I did manage to enjoy one final Boston Cheesesteak ~10 years… Meeting up with a bunch of friends at a BP, my friend Matt happened to be working in the kitchen that night. A mutual friend of ours, Blue, who had previous worked in various BP kitchens, was sitting at the table with me. When I mentioned my favorite and long-lost pizza, Blue informed me that no only did they still have all the ingredients for it, but that Matt knew how to make it. When the waitress came for our order, Blue gave her detailed instructions about how to record my pizza in the system (what to bill it as and what notes to put) and explained that “Matt will know what to do”. There are only a handful of pizzas in my life that I have enjoyed more than that night’s boston cheesesteak.
My local pizzeria, Bona Pizza, makes one that sounds just like that. It’s been my family’s go-to for years. Hopefully we never have to move.
I had assumed that First Mate Davenport was a La Capitan crewmember, but we don’t have his story and I definitely didn’t think he was her first crewmember.
Looking up the card, Davenport’s quote has him telling the Freedom Five that he’s been ‘marooned’. I’d taken that as just being “got left behind”, but it makes sense if he actually lost a mutiny and was deliberately stranded by La Capitan.
Marooning refers to a deliberate act, not a case of someone being left behind by accident. It was usually a punishment for a disobedient sailor, although it might be reversed and applied to a ship’s captain and/or other officers in the case of a successful mutiny. Marooning didn’t always involve an actual island, being set ashore on a (seemingly) desolate stretch of coastline was also a popular approach if there were no islands handy.
There have also been a few cases of voluntary marooning historically, where someone requested to become a castaway. The real-life sailor who partly inspired Robinson Crusoe demanded to be marooned by his captain because he was convinced (rightly, as it turned out) that their ship wasn’t seaworthy and didn’t want to drown when it went down, resulting in him being stranded for years before another vessel eventually rescued him. But generally, marooning was a punishment meant to eventually kill you, to the point where the victim was often provided with a means to commit suicide when their food and water ran out - or in extreme cases, when the sandbar they’d been dumped on started to vanish beneath the waves.
The term “maroon” as a noun has links to US slavery (specifically, it was used to describe successfully escaped slaves) so be careful how you use it.

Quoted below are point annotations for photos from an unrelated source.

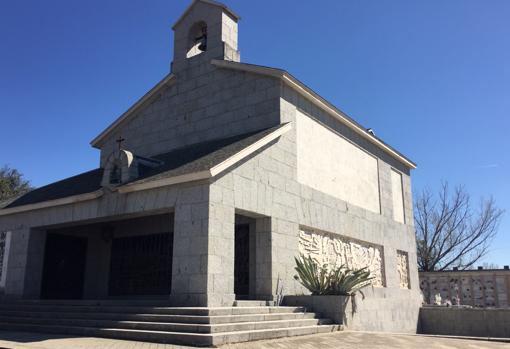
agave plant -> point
(319, 280)
(312, 276)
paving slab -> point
(344, 340)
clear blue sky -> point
(432, 78)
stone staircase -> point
(155, 322)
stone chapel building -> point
(209, 186)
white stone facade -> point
(203, 101)
(336, 251)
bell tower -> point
(206, 30)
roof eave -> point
(52, 203)
(210, 2)
(98, 141)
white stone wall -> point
(334, 251)
(398, 196)
(328, 162)
(403, 269)
(5, 244)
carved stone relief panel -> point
(336, 250)
(403, 268)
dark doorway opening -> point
(64, 267)
(141, 265)
(242, 261)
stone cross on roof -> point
(119, 141)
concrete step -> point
(94, 302)
(246, 336)
(168, 327)
(253, 303)
(197, 311)
(174, 337)
(194, 319)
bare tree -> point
(12, 183)
(449, 232)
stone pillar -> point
(35, 264)
(284, 242)
(221, 248)
(190, 254)
(263, 279)
(17, 263)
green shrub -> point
(320, 280)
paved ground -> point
(344, 340)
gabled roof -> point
(195, 162)
(288, 79)
(83, 183)
(204, 160)
(153, 92)
(210, 2)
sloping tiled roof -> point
(185, 160)
(201, 156)
(81, 184)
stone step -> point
(94, 302)
(173, 337)
(194, 319)
(197, 311)
(168, 327)
(245, 336)
(253, 303)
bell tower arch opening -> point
(197, 39)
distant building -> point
(478, 288)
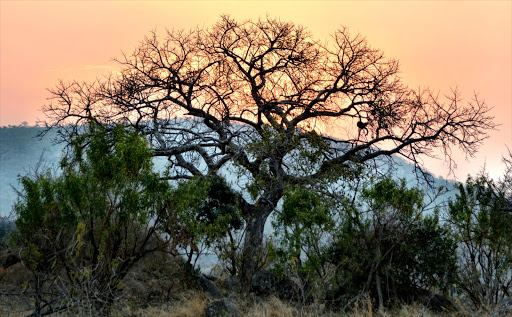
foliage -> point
(390, 248)
(205, 212)
(483, 227)
(383, 245)
(83, 231)
(261, 95)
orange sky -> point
(439, 44)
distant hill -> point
(21, 152)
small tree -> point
(83, 231)
(382, 244)
(481, 220)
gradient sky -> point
(440, 44)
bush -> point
(381, 245)
(482, 223)
(82, 231)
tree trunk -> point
(253, 252)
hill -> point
(22, 153)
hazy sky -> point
(440, 44)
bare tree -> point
(262, 96)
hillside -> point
(21, 152)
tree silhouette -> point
(262, 97)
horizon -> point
(439, 45)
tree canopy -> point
(262, 96)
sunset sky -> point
(440, 44)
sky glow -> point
(442, 45)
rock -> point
(9, 260)
(504, 307)
(220, 308)
(439, 303)
(263, 282)
(266, 283)
(231, 283)
(209, 287)
(210, 277)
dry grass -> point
(193, 303)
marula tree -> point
(254, 95)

Being marooned was sometimes (in a fine display of gallows humor) jokingly referred to as “being appointed as governor” of the island/sandbar one is being dumped on. Sadly, there doesn’t seem to be any reliable evidence of a victim being issued documentation to that effect - which is almost surprising, given that Age of Sail pirates were often prone to pettifogging legalism when it came to their own crew charters and punishments. Pity, you could get a decent story out of the descendants of some castaway survivor laying claim to an island centuries later on the strength of papers “proving” their ancestor had been made a hereditary governor by some smart-ass pirate captain.
Maybe they will use that Omnibus that collects all of that run?